Show statistics about the local vector store (collection paths, document counts).

atlas stats

atlas queue

Manage the background task queue. Long-running commands (index, extract) are queued by default; use --no-queue on any command to run immediately.

atlas queue list                         # list all tasks
atlas queue status --task-id TASK_ID     # check status of a specific task

Use --no-queue on any command to bypass the queue and run synchronously:

atlas index video.mp4 --no-queue

atlas serve

Start an HTTP API server that exposes all Atlas commands as REST endpoints. Useful for integrating Atlas into a backend service or running it behind a reverse proxy.

atlas serve [OPTIONS]

Options:
  -H, --host HOST        Host interface to bind [default: 0.0.0.0]
  -p, --port PORT        Port to listen on [default: 8000]
      --env-file PATH    Load environment variables from a .env file before starting

Examples:

# Start with defaults
atlas serve

# Bind to localhost only, custom port
atlas serve -H 127.0.0.1 -p 9000

# Load API keys from a .env file
atlas serve -H 0.0.0.0 -p 8000 --env-file .env

API endpoints:

Method Path Description
GET /health Health check
POST /extract Extract multimodal insights from a video
POST /index Index a video for semantic search
POST /transcribe Transcribe a video
POST /search Semantic search across indexed videos
POST /chat Chat with a video (SSE streaming response)
GET /list-videos List all indexed videos
GET /list-chat/{video_id} Get chat history for a video
GET /stats Vector store statistics
GET /get-video/{video_id} Retrieve all indexed data for a video
GET /queue/list List queued tasks (filter by ?status=)
GET /queue/status/{task_id} Get status and result of a specific task

/chat returns a StreamingResponse.

Quick test:

# Health
curl http://localhost:8000/health

# Search
curl -s -X POST http://localhost:8000/search \
  -H "Content-Type: application/json" \
  -d '{"query": "machine learning demo", "top_k": 5}'

# Streaming chat
curl -sN -X POST http://localhost:8000/chat \
  -H "Content-Type: application/json" \
  -d '{"video_id": "<video_id>", "query": "What is this video about?"}'

API Keys Reference

Command GEMINI_API_KEY GROQ_API_KEY
transcribe ❌ Not needed ✅ Required
extract ✅ Required ✅ Required
index ✅ Required ✅ Required
search ✅ Required ❌ Not needed
chat ✅ Required ❌ Not needed
get-video ❌ Not needed ❌ Not needed
list-videos ❌ Not needed ❌ Not needed
list-chat ❌ Not needed ❌ Not needed

Python API

import asyncio
from atlas import VideoProcessor, VideoProcessorConfig

async def main():
    # Extract insights
    config = VideoProcessorConfig(
        video_path="video.mp4",
        chunk_duration=15,
        overlap=1,
        description_attrs=["visual_cues", "contextual_information", "audio_analysis", "transcript"],
        include_summary=True,
    )
    async with VideoProcessor(config) as processor:
        result = await processor.process()

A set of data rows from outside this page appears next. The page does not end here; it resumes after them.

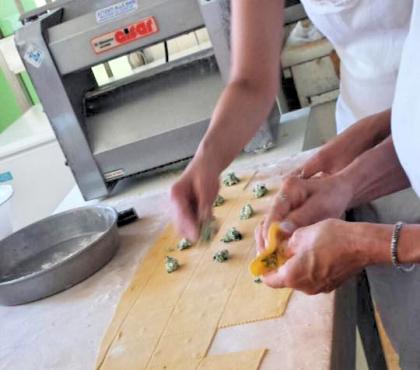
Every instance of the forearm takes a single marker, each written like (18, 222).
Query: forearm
(375, 173)
(239, 113)
(257, 36)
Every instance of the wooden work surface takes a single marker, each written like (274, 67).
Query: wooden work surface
(65, 331)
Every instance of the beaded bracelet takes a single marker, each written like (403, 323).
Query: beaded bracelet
(394, 247)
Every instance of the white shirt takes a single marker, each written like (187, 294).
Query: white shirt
(406, 108)
(368, 36)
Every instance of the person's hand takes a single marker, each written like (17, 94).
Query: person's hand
(192, 198)
(322, 257)
(343, 149)
(303, 202)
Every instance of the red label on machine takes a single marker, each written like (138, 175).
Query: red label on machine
(145, 27)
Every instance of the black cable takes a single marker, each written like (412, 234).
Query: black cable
(165, 44)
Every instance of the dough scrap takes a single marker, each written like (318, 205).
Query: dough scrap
(246, 360)
(168, 321)
(251, 302)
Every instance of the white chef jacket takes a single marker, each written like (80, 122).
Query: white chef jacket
(406, 107)
(368, 35)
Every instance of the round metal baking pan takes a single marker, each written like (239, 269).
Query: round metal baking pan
(56, 253)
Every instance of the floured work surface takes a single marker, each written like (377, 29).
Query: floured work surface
(168, 321)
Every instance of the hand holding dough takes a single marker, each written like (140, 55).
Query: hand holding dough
(273, 256)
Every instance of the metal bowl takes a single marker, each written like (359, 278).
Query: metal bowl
(56, 253)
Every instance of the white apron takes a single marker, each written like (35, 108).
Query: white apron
(368, 36)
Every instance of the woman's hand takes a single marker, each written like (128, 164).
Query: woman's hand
(324, 255)
(342, 150)
(192, 198)
(303, 202)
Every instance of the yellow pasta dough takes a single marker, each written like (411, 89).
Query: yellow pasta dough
(168, 321)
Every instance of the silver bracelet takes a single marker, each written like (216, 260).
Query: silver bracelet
(394, 247)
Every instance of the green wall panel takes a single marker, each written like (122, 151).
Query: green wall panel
(9, 108)
(9, 23)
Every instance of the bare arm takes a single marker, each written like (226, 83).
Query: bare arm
(343, 149)
(243, 106)
(375, 173)
(257, 29)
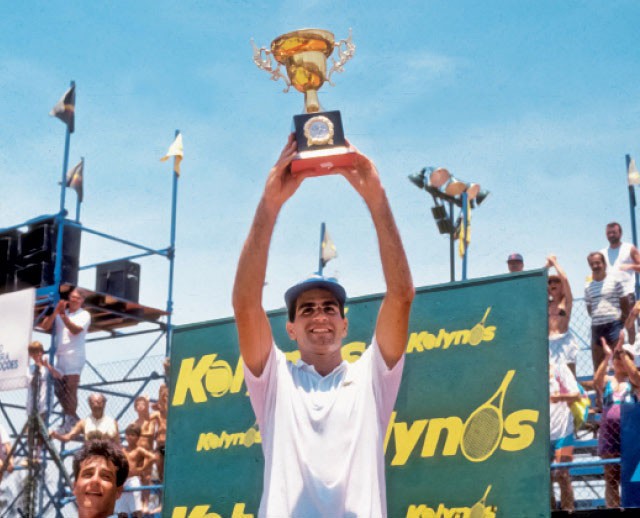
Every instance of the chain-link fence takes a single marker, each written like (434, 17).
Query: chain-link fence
(121, 382)
(594, 469)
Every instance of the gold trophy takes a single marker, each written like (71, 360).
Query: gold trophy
(319, 134)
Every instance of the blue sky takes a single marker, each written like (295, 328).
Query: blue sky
(536, 101)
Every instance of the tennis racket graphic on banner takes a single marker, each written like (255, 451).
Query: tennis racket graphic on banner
(477, 511)
(483, 429)
(250, 436)
(475, 337)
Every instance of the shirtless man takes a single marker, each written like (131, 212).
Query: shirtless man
(563, 346)
(147, 426)
(147, 439)
(160, 419)
(140, 460)
(96, 425)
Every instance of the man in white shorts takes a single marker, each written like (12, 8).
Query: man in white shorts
(70, 323)
(322, 420)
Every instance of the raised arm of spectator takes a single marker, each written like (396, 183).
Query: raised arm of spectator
(627, 362)
(77, 430)
(630, 322)
(552, 260)
(625, 309)
(393, 318)
(600, 377)
(52, 370)
(47, 322)
(254, 330)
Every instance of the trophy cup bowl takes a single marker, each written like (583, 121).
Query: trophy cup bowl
(303, 53)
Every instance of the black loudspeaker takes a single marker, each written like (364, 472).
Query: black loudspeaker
(119, 278)
(37, 255)
(9, 252)
(43, 274)
(38, 243)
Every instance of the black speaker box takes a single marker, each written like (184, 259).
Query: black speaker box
(38, 243)
(9, 251)
(119, 278)
(42, 273)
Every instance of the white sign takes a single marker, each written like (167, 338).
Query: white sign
(16, 325)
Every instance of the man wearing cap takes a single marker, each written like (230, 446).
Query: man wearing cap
(322, 420)
(563, 345)
(607, 305)
(622, 259)
(515, 263)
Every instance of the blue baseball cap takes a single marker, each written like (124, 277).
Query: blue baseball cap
(313, 282)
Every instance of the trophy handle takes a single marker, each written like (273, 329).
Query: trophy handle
(346, 50)
(263, 59)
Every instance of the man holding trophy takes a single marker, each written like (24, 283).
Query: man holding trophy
(322, 420)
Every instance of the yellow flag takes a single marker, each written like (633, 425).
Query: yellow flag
(633, 176)
(175, 150)
(329, 250)
(465, 232)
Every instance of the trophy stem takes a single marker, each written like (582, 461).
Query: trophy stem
(311, 101)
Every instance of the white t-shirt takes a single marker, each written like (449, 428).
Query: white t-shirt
(322, 437)
(616, 257)
(70, 351)
(4, 439)
(105, 426)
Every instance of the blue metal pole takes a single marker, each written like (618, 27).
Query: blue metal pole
(57, 276)
(320, 265)
(171, 254)
(632, 211)
(452, 262)
(78, 202)
(465, 220)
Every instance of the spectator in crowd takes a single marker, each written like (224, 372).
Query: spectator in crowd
(100, 469)
(617, 389)
(515, 263)
(147, 441)
(160, 419)
(621, 259)
(563, 346)
(607, 306)
(563, 391)
(96, 425)
(144, 421)
(140, 460)
(6, 462)
(70, 324)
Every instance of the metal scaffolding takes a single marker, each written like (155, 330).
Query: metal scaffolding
(113, 318)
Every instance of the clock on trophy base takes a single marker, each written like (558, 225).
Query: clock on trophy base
(321, 145)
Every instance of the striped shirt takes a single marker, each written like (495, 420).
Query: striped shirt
(603, 297)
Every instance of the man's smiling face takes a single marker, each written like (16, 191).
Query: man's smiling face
(318, 326)
(95, 489)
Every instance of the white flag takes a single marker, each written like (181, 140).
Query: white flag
(633, 176)
(328, 249)
(176, 150)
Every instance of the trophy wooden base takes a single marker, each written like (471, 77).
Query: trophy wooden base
(321, 144)
(322, 161)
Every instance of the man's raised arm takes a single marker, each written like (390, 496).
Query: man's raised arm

    print(f"Processed {len(result.video_descriptions)} segments")

    # Index for search — returns (video_id, indexed_count, result)
    from atlas.vector_store import index_video
    video_id, indexed_count, _ = await index_video("video.mp4")
    print(f"video_id: {video_id}  docs: {indexed_count}")

    # Search all videos
    from atlas.vector_store import search_video
    results = await search_video("people discussing AI", top_k=5)
    for r in results:
        print(f"{r.score:.3f}  [{r.video_id}]  {r.content[:80]}")

    # Search within a specific video
    results = await search_video("login screen", top_k=5, video_id=video_id)

    # Chat
    from atlas.vector_store import chat_with_video
    answer = await chat_with_video(video_id, "What tools are shown?")
    print(answer)

asyncio.run(main())

Real-time Extract

Pass on_segment to receive results as each segment is processed:

from atlas import VideoProcessor, VideoProcessorConfig

async def realtime_example():
    config = VideoProcessorConfig(video_path="video.mp4", chunk_duration=15)
    async with VideoProcessor(config) as processor:
        result = await processor.process(
            on_segment=lambda desc: print(f"{desc.start:.1f}s–{desc.end:.1f}s ready")
        )

Transcription

from atlas.video_processor import extract_transcript
import asyncio

# One-shot
transcript = asyncio.run(extract_transcript("video.mp4", format="srt"))

# Real-time callback
async def stream():
    await extract_transcript(
        "video.mp4",
        format="text",
        on_chunk=lambda chunk: print(chunk, end="", flush=True),
    )

asyncio.run(stream())

Vector Store Layout

~/.atlas/index/
├── video_index/   # zvec collection — multimodal insights per segment
└── video_chat/    # zvec collection — chat history per video

All data (indexed segments, chat history, video metadata) is stored directly in the zvec collections — no sidecar files or external registries.


License

Apache License 2.0

Contributing

Contributions welcome — please open a PR.

Credits

Atlas was originally developed at VeedoAI and is now open-sourced for the community.

Project details


Download files

Download the file for your platform. If you're not sure which to choose, learn more about installing packages.

Source Distribution

atlas_video-0.4.1.tar.gz (65.1 kB view details)

Uploaded Source

Built Distribution

If you're not sure about the file name format, learn more about wheel file names.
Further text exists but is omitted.